Let deacons each be the husband of one wife, managing their children and their own households well. 1 Timothy 3:12
Looking back over the years, I can say that I’ve always spent a lot of time with my kids. Being a workaholic isn’t my life struggle, and I simply prefer to be home with my family when I’m able. So, even in my years of active addiction, I told myself that though I was struggling with drugs, at least I was a good father. Spending time with my kids certainly is a good thing, but I was fooling myself. In my addiction, though I was physically home, I didn’t put my children or their best interests first. I put me and my self-destructive appetite above all. In doing so, I almost tore our family apart. I lost my job and nearly my career. I had to leave and go away to treatment. Those are definitely not things that define the behavior of a good father.

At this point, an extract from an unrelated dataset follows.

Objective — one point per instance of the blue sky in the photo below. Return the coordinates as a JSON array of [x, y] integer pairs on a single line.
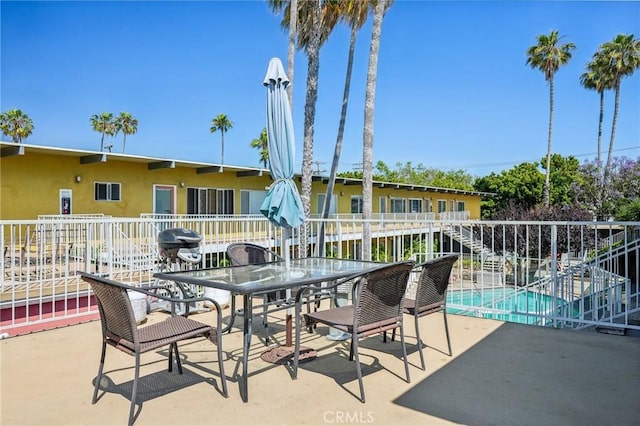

So, in recovery now, I’m still learning how to put others interests ahead of my own. My wife once told me that even sober, I didn’t always consider how my actions affected others. She was right. I still must make a conscious effort to contemplate what impact my decisions has on those around me. Daily, I must ask if I’m living in a way that has my family’s best interests in mind – or if I’m simply doing whatever I want.
In today’s passage, Paul described the home life of a godly man who was fit for being a deacon – or church leader. In it, he said that such a man must manage his own household well before being allowed to lead others. A real man’s first job is within his own home, being a good husband and father.
For most of us who have children, this is a challenge. We naturally love our children, but even though we love them, it’s still unnatural to live sacrificially, putting their interests ahead of our own. We simply want to do what we want to do. A good father though, lives for the best interest of his children, often ignoring his own natural, impulsive nature. Our first job is within our home, living rightly before God, loving our children, and doing what’s best for them. That doesn’t mean we give them whatever they want. It means we spend time with them, knowing them, learning what they need, modeling faith for them, and helping them grow into the adults God wants them to be. A good father lives not for his own wants, but for his children’s needs. A good man’s first – and most important – job is at home.